Closed Shop Definition:

A place of employment where the employer hires only union members.

Related Terms: Union Shop, Union

Justice Rand used these words in Ford Motor Co. of Canada v. U.A.W.-I.C.O.:

"A union shop permits the employer to engage employees at large, but requires that within a stated time after engagement they join the union or be dismissed if they do not.

"This is to be distinguished from what is known as a closed shop in which only a member of the union can be originally employed, which in turn means that the union becomes the source from which labour is obtained."

In Chavez v Sargent, Justice Schauer of the Supreme Court of California incorporated these words within the opinion of the court, also distinguishing a closed shop from a union shop:

"A closed shop is an establishment in which the employer by agreement hires and retains in employment only union members in good standing, except that, by some agreements, when union members are unavailable, the employer may hire nonunion workers provided they apply for union membership or obtain work permits before beginning work.

"A union shop is an establishment in which the employer by agreement is free to hire nonmembers as well as members of the union but retains nonmembers on the payroll only on condition of their becoming members of the union within a specified time."

Justice Lummus of the Supreme Judicial Court of Massachusetts, in Thorn v Foy, described the legal term as follows:

"(A) closed shop (is) one in which none but members of a labor union are employed."

In 1952, this pronouncement of law from the Court of Civil Appeals of Texas in Texas v Brown & Root:

"By closed shop we mean one in which membership in a union by the employee is required in order to obtain or retain employment."

Similarly, the Supreme Court of Missouri in American Hotel Co. v.
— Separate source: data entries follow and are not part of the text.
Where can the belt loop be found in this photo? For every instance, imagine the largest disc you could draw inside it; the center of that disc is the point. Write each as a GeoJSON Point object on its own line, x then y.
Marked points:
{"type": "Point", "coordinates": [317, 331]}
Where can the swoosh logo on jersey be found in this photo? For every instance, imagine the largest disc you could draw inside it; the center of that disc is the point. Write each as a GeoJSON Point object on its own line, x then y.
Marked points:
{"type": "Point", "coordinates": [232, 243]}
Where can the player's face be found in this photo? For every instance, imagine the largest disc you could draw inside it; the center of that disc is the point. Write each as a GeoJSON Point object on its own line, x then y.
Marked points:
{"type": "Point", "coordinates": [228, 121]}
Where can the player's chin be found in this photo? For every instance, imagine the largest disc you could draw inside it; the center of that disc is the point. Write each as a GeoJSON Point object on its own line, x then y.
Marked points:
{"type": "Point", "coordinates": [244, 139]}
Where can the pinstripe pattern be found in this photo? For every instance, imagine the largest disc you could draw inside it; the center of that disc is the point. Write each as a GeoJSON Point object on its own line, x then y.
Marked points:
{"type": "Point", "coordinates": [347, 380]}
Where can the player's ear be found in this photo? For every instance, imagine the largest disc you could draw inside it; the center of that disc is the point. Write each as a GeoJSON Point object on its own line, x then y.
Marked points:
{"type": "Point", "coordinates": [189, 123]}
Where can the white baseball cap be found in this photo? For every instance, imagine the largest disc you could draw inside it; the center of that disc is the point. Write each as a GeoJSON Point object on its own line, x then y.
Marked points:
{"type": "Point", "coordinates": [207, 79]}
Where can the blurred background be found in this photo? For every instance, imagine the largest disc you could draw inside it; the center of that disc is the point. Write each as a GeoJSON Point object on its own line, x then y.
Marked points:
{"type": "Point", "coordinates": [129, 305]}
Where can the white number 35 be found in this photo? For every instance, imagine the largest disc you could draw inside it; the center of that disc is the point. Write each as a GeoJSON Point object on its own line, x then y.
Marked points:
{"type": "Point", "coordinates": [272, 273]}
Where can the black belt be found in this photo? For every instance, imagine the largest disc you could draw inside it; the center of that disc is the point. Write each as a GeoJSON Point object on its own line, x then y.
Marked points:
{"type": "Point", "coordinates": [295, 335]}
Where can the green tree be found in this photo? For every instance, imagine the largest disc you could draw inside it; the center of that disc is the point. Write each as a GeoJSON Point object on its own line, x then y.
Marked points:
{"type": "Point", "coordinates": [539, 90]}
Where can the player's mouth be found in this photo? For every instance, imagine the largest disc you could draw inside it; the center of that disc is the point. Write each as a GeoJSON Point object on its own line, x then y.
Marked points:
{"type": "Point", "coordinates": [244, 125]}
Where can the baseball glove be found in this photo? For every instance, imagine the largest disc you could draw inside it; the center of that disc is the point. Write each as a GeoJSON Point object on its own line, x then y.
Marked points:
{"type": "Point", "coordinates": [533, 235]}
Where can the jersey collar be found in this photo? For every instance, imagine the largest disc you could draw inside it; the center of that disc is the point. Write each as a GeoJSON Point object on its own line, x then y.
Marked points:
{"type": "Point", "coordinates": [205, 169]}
Bartenders' International League of America:

"We accept as true the testimony of the plaintiff's president that the executive secretary of Local No. 422 was soliciting plaintiff's signature to a closed shop agreement. Such agreement, we suppose, contemplates that none but members of a labor union are to be employed, and in this case we infer the executive secretary was seeking a closed shop agreement whereby none but members of the labor union Local No. 422 were to be employed."